Long before the body gets around to making antibodies, the innate immune system is doing heavy lifting against bacterial invaders.

And research published in the Feb. 21, 2006, issue of Current Biology suggested a way to help - by blocking a DNA-cutting enzyme that lets bacteria escape the white blood cells that are the innate immune system’s first line of defense.

Neutrophils are a type of white blood cells, and it was discovered a few years back that they use extracellular traps, now called NETs, to capture and destroy their foes, the bacterial bad guys.

"It was always assumed that neutrophils gobble up bacteria," said Victor Nizet, associate professor of pediatrics at the University of California at San Diego medical school. "But then it was discovered that even if you block neutrophils’ ability to take up bacteria, they are still pretty good at killing them."

The neutrophil nets consist of DNA and histone proteins; Nizet told BioWorld Today that they are "sticky, like a trap or a spider web."

Ever resourceful, some bacteria have acquired a DNA-cutting enzyme, or DNAse, that allows them to snip away that web and get back onto the body’s open road, the bloodstream. Nizet and his colleagues at UCSD and the Veterans Affairs Medical Center in Memphis, Tenn., wanted to see how important the nets are to the immune response. They used a mix of gain-of-function and loss-of function experiments, adding the DNAse gene to a strain of strep in some experiments, and deleting it from a strain that had it in others.
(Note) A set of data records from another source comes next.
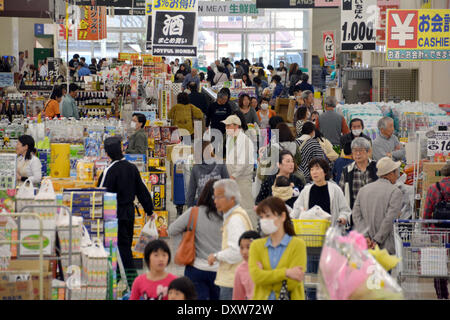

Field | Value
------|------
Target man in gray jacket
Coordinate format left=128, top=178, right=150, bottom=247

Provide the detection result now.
left=352, top=157, right=403, bottom=254
left=61, top=83, right=80, bottom=120
left=373, top=117, right=406, bottom=161
left=316, top=96, right=350, bottom=146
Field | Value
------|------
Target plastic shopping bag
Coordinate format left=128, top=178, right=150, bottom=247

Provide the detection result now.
left=134, top=219, right=158, bottom=253
left=16, top=179, right=34, bottom=212
left=318, top=227, right=403, bottom=300
left=300, top=206, right=331, bottom=221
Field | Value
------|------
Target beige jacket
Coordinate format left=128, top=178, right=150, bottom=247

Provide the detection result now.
left=214, top=206, right=252, bottom=288
left=317, top=137, right=339, bottom=161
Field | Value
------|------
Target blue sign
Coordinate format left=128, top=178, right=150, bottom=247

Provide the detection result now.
left=0, top=72, right=14, bottom=88
left=34, top=23, right=44, bottom=36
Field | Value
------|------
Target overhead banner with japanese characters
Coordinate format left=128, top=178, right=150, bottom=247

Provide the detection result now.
left=78, top=6, right=106, bottom=40
left=152, top=0, right=198, bottom=57
left=386, top=9, right=450, bottom=61
left=322, top=31, right=336, bottom=66
left=198, top=1, right=264, bottom=16
left=341, top=0, right=378, bottom=51
left=377, top=0, right=400, bottom=46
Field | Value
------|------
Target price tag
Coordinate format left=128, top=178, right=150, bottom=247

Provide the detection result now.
left=341, top=0, right=378, bottom=51
left=427, top=131, right=450, bottom=157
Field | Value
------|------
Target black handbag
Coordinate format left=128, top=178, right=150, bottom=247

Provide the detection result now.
left=278, top=280, right=291, bottom=300
left=433, top=182, right=450, bottom=228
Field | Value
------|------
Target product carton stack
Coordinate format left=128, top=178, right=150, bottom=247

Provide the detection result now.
left=62, top=189, right=118, bottom=300
left=420, top=162, right=446, bottom=218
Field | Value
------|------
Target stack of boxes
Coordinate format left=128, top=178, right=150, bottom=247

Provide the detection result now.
left=69, top=144, right=84, bottom=178
left=419, top=162, right=446, bottom=218
left=62, top=189, right=118, bottom=299
left=38, top=149, right=51, bottom=177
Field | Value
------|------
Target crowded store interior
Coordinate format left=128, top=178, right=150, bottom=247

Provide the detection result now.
left=0, top=0, right=450, bottom=301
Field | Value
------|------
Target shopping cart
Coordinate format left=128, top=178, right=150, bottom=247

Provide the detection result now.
left=394, top=220, right=450, bottom=299
left=292, top=219, right=330, bottom=300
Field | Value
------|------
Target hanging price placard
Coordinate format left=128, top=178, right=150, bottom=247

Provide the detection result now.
left=427, top=131, right=450, bottom=157
left=341, top=0, right=378, bottom=51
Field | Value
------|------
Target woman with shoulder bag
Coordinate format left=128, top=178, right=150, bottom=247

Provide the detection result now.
left=169, top=180, right=223, bottom=300
left=249, top=197, right=306, bottom=300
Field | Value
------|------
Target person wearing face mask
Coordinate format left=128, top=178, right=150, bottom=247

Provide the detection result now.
left=294, top=107, right=311, bottom=138
left=373, top=117, right=406, bottom=161
left=97, top=137, right=154, bottom=287
left=341, top=118, right=372, bottom=149
left=256, top=98, right=277, bottom=129
left=255, top=150, right=304, bottom=208
left=126, top=113, right=148, bottom=155
left=291, top=158, right=352, bottom=226
left=186, top=141, right=230, bottom=207
left=222, top=115, right=257, bottom=230
left=296, top=121, right=325, bottom=182
left=248, top=197, right=307, bottom=300
left=256, top=98, right=276, bottom=129
left=208, top=179, right=252, bottom=300
left=352, top=157, right=403, bottom=254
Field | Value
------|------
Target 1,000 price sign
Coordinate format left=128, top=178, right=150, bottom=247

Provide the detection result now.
left=427, top=131, right=450, bottom=157
left=341, top=0, right=378, bottom=51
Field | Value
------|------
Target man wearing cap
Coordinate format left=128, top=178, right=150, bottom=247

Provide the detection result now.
left=97, top=137, right=154, bottom=287
left=222, top=115, right=258, bottom=228
left=352, top=157, right=403, bottom=254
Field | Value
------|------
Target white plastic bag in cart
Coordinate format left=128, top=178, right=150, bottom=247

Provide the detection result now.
left=134, top=219, right=158, bottom=253
left=34, top=179, right=56, bottom=200
left=33, top=179, right=57, bottom=219
left=16, top=178, right=34, bottom=212
left=300, top=206, right=331, bottom=221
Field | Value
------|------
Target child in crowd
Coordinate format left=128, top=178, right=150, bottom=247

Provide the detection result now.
left=272, top=176, right=300, bottom=213
left=130, top=240, right=177, bottom=300
left=233, top=230, right=260, bottom=300
left=169, top=277, right=197, bottom=300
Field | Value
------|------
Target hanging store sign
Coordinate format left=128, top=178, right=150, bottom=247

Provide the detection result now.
left=256, top=0, right=314, bottom=9
left=341, top=0, right=378, bottom=51
left=75, top=0, right=145, bottom=8
left=114, top=8, right=145, bottom=16
left=118, top=52, right=139, bottom=61
left=322, top=31, right=336, bottom=66
left=198, top=1, right=264, bottom=16
left=386, top=9, right=450, bottom=61
left=427, top=131, right=450, bottom=157
left=377, top=0, right=400, bottom=46
left=78, top=6, right=106, bottom=40
left=152, top=0, right=198, bottom=57
left=149, top=16, right=153, bottom=51
left=314, top=0, right=341, bottom=8
left=256, top=0, right=341, bottom=9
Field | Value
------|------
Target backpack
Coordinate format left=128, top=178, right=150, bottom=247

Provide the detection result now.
left=433, top=182, right=450, bottom=228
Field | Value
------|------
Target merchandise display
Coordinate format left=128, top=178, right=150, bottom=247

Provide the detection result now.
left=0, top=0, right=450, bottom=304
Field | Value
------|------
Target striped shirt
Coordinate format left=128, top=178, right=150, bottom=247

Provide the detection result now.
left=296, top=138, right=325, bottom=182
They found that adding the gene led to strep’s ability to degrade DNA, while taking it away destroyed that ability. Furthermore, when a strep strain with the DNAse lost only the DNAse gene, "it became very susceptible to our immune system," Nizet said. When mice were injected with both strains, one on each leg, only the DNAse-containing strain led to spreading infections.

When the scientists used the antibiotic G-actin to inhibit DNAse activity, the white blood cells were more easily able to get rid of strep bacteria in vitro, and strep virulence was reduced in vivo, though Nizet stressed that G-actin’s activity against strep was only a "proof of concept," and not sufficient to provide an off-the-shelf treatment.

The scientists also conducted real-time imaging studies to directly test whether the DNAse-degrading ability was the cause of infectious ability. "We wanted to see what was going on in real time, as the DNAse and the neutrophils were facing off against each other," Nizet said. The imaging confirmed that white blood cells rapidly made nets after exposure to bacteria and that strep strains with a DNAse gene destroyed those nets.

Nizet pointed out that a clinical approach targeting the DNAse would not kill the bacteria but block their virulence, and that that might be an advantage for avoiding drug resistance. "Every antibiotic we make tries to kill bacteria, so there is tremendous pressure to evolve resistance," he said. "Maybe the next generation will try to disarm them instead."

Other approaches to reducing virulence, like quorum sensing, have sometimes met with unexpected roadblocks. (See BioWorld Today, Feb 21, 2006.)

But Nizet was optimistic that blocking the bacterial DNAse will not face similar travails. "Quorum sensing is pivotal to everything the bacterium does," he explained, so there is strong pressure on the bacteria to find a workaround when quorum sensing is blocked. "The DNAse, as far as we know, is not critical to bacterial survival. Many strains of strep don’t make a DNAse, yet they are very successful."

He added that next-generation products are "pretty urgent, given the types of problems we’re seeing," such as multidrug resistance and an increasing need for hospitalization to treat infections. "I’m a physician, too, and it’s really a nightmare a lot of the time," he said.

To bring such advances into the clinic, Nizet co-founded in 2005 a company, HypoxyGen Inc., in San Diego, which currently is living off angel funding. Nizet said HypoxyGen seeks to commercialize technology related to boosting the innate immune system "by making white blood cells kill bacteria better." The technology was discovered in the labs of Nizet and his UCSD colleagues Randall Johnson and Emmanuel Theodorakis.

Toll-like receptors, which also control the innate immune system, have been the focus of significant industry interest recently, with multiple companies getting into the game. (See BioWorld Today, Sept. 16, 2005.)

But Hypoxygen co-founder Robert Bohrer told BioWorld Today that most companies working on Toll-like receptors "have very targeted approaches to activation of innate immunity, via the interferon pathway, with different drugs for different targets, at least as far as I understand their programs. Our approach does not operate via the interferon pathway, and is very broad spectrum, potentially including antiviral, antibiotic and antifungal responses."

Though Bohrer dryly noted that the founders "all still have day jobs," he also said that the company expects to secure larger funding within the next six months. While government grants for bioterrorism research are "a possibility," the main focus is on securing private-sector funding.